Terra Mater’s main focus at its core has always been on the health of the planet, Koehler says. “After our big feature doc successes, you had the feeling that you are more or less preaching to the converted and therefore our idea was to broaden our audience.

We want to spread this belief that we have, I would say, 20 years left to really save the planet as we know it.” Czezik-Müller points to “The Ivory Game” and its marketing campaign as an example, noting that it succeeded in reaching people’s minds and hearts. “This is how I think change can be triggered, because it’s emotion. When we started Terra Mater we were very focused on the classical way of documentary storytelling, with great pictures and great music.

The intention was to take people along on the trip to these places.” Instead of just taking audiences on a journey, however, the Terra Mater team is now aiming to move its audience to take action.

“We want to make them feel in their heart how important it is to take a very personal step to do something,” Czezik-Müller adds.

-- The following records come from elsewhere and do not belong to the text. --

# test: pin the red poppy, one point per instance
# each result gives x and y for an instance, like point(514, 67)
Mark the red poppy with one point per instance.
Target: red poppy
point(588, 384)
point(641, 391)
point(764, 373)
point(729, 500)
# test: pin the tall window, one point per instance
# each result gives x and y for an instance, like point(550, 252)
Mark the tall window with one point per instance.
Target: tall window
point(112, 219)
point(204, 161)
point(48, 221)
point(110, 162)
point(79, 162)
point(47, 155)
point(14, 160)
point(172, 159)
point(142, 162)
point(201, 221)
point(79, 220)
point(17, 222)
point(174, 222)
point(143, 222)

“The Arctic: Our Last Great Wilderness,” Terra Mater’s first Imax production, focuses on the Arctic National Wildlife Refuge in Alaska, and the threat to the unique habitat by oil and gas developers.

The film was co-produced with the Campion Advocacy Fund, which aims to protect public lands and the climate. While its planned release via Cosmic Picture was postponed last year due to the pandemic, the campaign was still unbelievably successful and even went so far as to petition Congress, says Koehler.

“We got more than 6.5 million signatures.” Koehler welcomed President Joe Biden’s efforts to protect the refuge, at least for the time being. The Biden administration imposed a temporary moratorium on oil and gas leasing activities, reversing former President Donald Trump’s decision to allow drilling in the pristine wildlife region that is home to polar bears, caribou, birds and other animals, as well as the native Inupiat and Gwich’in tribal communities that continue to live off the land.

“ANWR hopefully will get the highest security status as a national monument soon,” Koehler adds.

“The Arctic: Our Last Great Wilderness” is set to premiere on May 28 at the Museum of Discovery and Science in Fort Lauderdale, Fla.